Massage is definitely beneficial for some conditions, however, there are other times when it should be modified, delayed or not used at all. In fact, there’s a long list including pregnancy, heart conditions, neurological conditions and if your dog has a fever. It’s also not recommended if your dog has an open wound or infection. Kristine says you need to be careful when choosing a time, as this can impact the dog’s ability to relax and enjoy the treatment. “Pick the time and place. It’s got to be quiet and relaxed, and not at meal times or play time.” There should be no distractions such as other dogs, television or play toys.

Some dogs will love massage and alternative therapies straight away. Others won’t. In this situation, it’s best to try and get them used to being touched and stretched for a couple of minutes. Use treats so that your dog associates massage and touch with a positive thing.

However, Kristine says you’ve also got to be aware of your dog’s personality and whether something has happened to it that may make it cautious. “A dog with an injury may be on guard or aggressive,” she says. This is because it is associating being touched with being attacked or injured.

In this scenario, as its owner, you can prepare it at home. Make sure you get lots of hands-on time with your dog to ensure it’s aware that touch is okay.

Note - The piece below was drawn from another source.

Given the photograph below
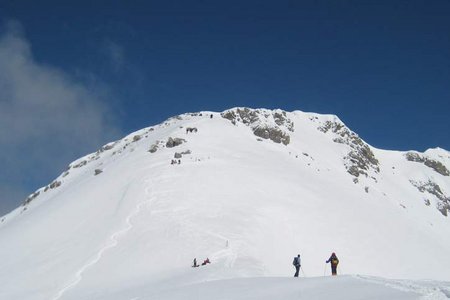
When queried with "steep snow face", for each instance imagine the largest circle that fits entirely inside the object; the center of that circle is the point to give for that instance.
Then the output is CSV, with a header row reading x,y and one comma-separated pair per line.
x,y
247,188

While alternative therapies are great for some conditions, it’s important to remember that they do not replace traditional medicine. In fact, alternative medicine is commonly referred to as complementary therapy.

For example, cancer cannot be fully treated by alternative medicine or therapy, but the symptoms may be alleviated. As Heather explains, “Therapists have a place working closely with veterinarians in the treatment of dogs, but are in no way a substitute for traditional veterinary care.”